In today’s newsletter: After frantic late negotiations, the government’s welfare overhaul has ​passed – now saving almost none of the money that the government said was crucial to its success

Good morning. To his loveless landslide, Keir Starmer can now add a vapid victory. Last night, the government’s flagship welfare reform bill passed its second reading in the House of Commons by 335 votes to 260 – a majority of 75. But after last-minute concessions from the government to secure the bill’s passage, a set of measures whose intended savings had already fallen from £5bn to £2.5bn a year, now looks like recouping much closer to nothing.

The central climbdown, where plans for deep cuts to the personal independence payment (Pip) in the future were shelved, has been celebrated by disabled people and the charities who represent them. They had feared that the support they rely on was about to be ripped away. But it is also a measure of how disastrous the whole process has been for Starmer.

Israel-Gaza war | Donald Trump says that Israel has accepted conditions of a ceasefire after US-Israeli talks and urged Hamas to agree. The US president did not give details of the terms and there is no indication that Hamas will accept them.

NHS | Three bosses at the hospital where Lucy Letby worked have been arrested on suspicion of gross negligence manslaughter, police have said. The three, who have not been named, were arrested as part of the investigation into the actions of leaders at the Countess of Chester hospital.

UK news | The home secretary is coming under increasing pressure to abandon plans to ban Palestine Action, as UN experts and hundreds of lawyers warned that proscribing the group would conflate protest and terrorism.

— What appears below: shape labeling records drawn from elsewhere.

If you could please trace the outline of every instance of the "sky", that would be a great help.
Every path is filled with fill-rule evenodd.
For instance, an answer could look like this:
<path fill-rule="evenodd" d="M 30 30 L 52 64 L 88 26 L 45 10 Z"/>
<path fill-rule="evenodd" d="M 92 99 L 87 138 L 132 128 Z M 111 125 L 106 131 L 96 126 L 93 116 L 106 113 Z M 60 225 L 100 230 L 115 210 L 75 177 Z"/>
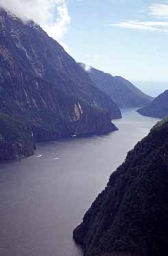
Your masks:
<path fill-rule="evenodd" d="M 0 0 L 33 19 L 78 62 L 147 93 L 168 86 L 168 0 Z"/>

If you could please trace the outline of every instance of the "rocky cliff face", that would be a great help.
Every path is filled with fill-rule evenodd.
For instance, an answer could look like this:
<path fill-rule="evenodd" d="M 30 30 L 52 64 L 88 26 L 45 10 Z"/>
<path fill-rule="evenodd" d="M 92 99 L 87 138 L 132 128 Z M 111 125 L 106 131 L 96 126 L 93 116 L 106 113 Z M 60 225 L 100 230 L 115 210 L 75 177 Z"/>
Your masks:
<path fill-rule="evenodd" d="M 79 63 L 85 69 L 85 64 Z M 87 73 L 96 86 L 108 94 L 120 107 L 137 107 L 149 104 L 152 97 L 143 93 L 131 82 L 120 76 L 91 67 Z"/>
<path fill-rule="evenodd" d="M 165 118 L 168 116 L 168 90 L 156 97 L 150 104 L 137 112 L 145 116 L 157 118 Z"/>
<path fill-rule="evenodd" d="M 85 256 L 167 255 L 168 119 L 113 173 L 74 230 Z"/>
<path fill-rule="evenodd" d="M 3 9 L 0 114 L 1 159 L 31 155 L 36 141 L 108 133 L 116 130 L 111 119 L 121 117 L 61 45 L 33 21 L 23 23 Z"/>

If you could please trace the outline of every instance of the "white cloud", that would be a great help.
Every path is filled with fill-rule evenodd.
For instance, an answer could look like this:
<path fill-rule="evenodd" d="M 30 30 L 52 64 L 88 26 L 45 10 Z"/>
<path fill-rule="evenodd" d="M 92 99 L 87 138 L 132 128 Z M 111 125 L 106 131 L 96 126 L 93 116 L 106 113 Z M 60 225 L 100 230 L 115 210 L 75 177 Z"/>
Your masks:
<path fill-rule="evenodd" d="M 111 27 L 124 27 L 131 30 L 145 30 L 156 32 L 168 32 L 168 4 L 156 3 L 148 7 L 145 21 L 126 21 L 109 24 Z M 157 20 L 156 21 L 156 18 Z M 148 21 L 148 20 L 152 20 Z"/>
<path fill-rule="evenodd" d="M 66 0 L 0 0 L 0 5 L 24 21 L 33 20 L 64 45 L 61 41 L 70 23 Z"/>
<path fill-rule="evenodd" d="M 155 3 L 148 8 L 151 15 L 168 19 L 168 4 Z"/>
<path fill-rule="evenodd" d="M 168 22 L 128 21 L 109 25 L 111 27 L 124 27 L 132 30 L 150 32 L 168 32 Z"/>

US news | The jury in the high-profile federal sex-trafficking and racketeering conspiracy trial of Sean “Diddy” Combs concluded the day without a verdict on Tuesday, unable to come to a decision on one of the five counts. The judge advised the jury to “keep deliberating”.

Extreme heat | Outdoor working has been banned during the hottest parts of the day in more than half of Italy’s regions, as an extreme heatwave that has smashed June temperature records in Spain and Portugal continues to grip large swathes of Europe.